Die Grünen stellen wegen der stark steigenden Energiepreise soziale Forderungen. Nach den Worten des früheren Umweltministers Jürgen Trittin müssten das Wohngeld und das steuerfreie Existenzminimum erhöht werden. Im Jahr 2019 hatten 504 411 Haushalte in der Bundesrepublik Wohngeld erhalten. Dieser Zuschuss zu den Wohnkosten wird einkommensschwächeren Menschen gewährt, damit sie die Wohnkosten für einen »angemessenen Wohnraum« tragen können. Trittin sagte dem Sender Bild TV: Sollte es gelingen, bis Anfang Dezember eine rot-grün-gelbe Koalition zu bilden, könnten die Hilfen zum 1. Januar 2022 in Kraft treten. Trittin ging davon aus, dass allein durch eine Wohngelderhöhung »für viele übers Jahr gerechnet wahrscheinlich mehr als 100 Euro« rauskommen.
Unterstützung für diesen Vorstoß könnte aus der SPD kommen. Die Sozialdemokraten wollen in Mecklenburg-Vorpommern mit der Linkspartei die neue Landesregierung bilden. Linksfraktionschefin Simone Oldenburg hatte kürzlich angekündigt, dass eine rot-rote Landesregierung unter Führung der SPD-Politikerin Manuela Schwesig eine Bundesratsinitiative für mehr Wohngeld starten werde. »Heizen kann nicht mehr nur was für Reiche sein«, erklärte Oldenburg.
Es wird sich noch zeigen, was die FDP von der Idee hält, das Wohngeld anzuheben. Die Freien Demokraten sind keine Verfechter von höheren Sozialleistungen, sondern wollten in der Vergangenheit das Wohngeld mit weiteren steuerfinanzierten Sozialleistungen wie Arbeitslosengeld II, Kosten der Unterkunft und Heizung sowie dem Kinderzuschlag zu einer einheitlichen Sozialleistung zusammenzuführen.

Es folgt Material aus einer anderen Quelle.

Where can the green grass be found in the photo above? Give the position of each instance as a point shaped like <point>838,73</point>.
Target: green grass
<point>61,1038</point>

Beim Steuerfreibetrag könnten die Gespräche mit der FDP hingegen einfacher werden.
Drohender Streit um Nord Stream 2
Die Äußerungen von Trittin werfen jedoch einmal mehr die Frage auf, wie SPD, Grüne und FDP ihre Vorhaben überhaupt finanzieren wollen. Steuererhöhungen für Spitzenverdiener und Vermögende haben die drei Parteien in ihrem Sondierungspapier ausgeschlossen und damit dem Willen der FDP entsprochen. Die Chancen für eine Entlastung kleiner und mittlerer Einkommen sind gering. Olaf Scholz und der Grünen-Vorsitzende Robert Habeck erklärten am Sonntagabend in der ARD-Sendung »Anne Will«, dass eine entsprechende Steuerreform nur möglich sei, wenn die Steuereinnahmen insgesamt steigen würden.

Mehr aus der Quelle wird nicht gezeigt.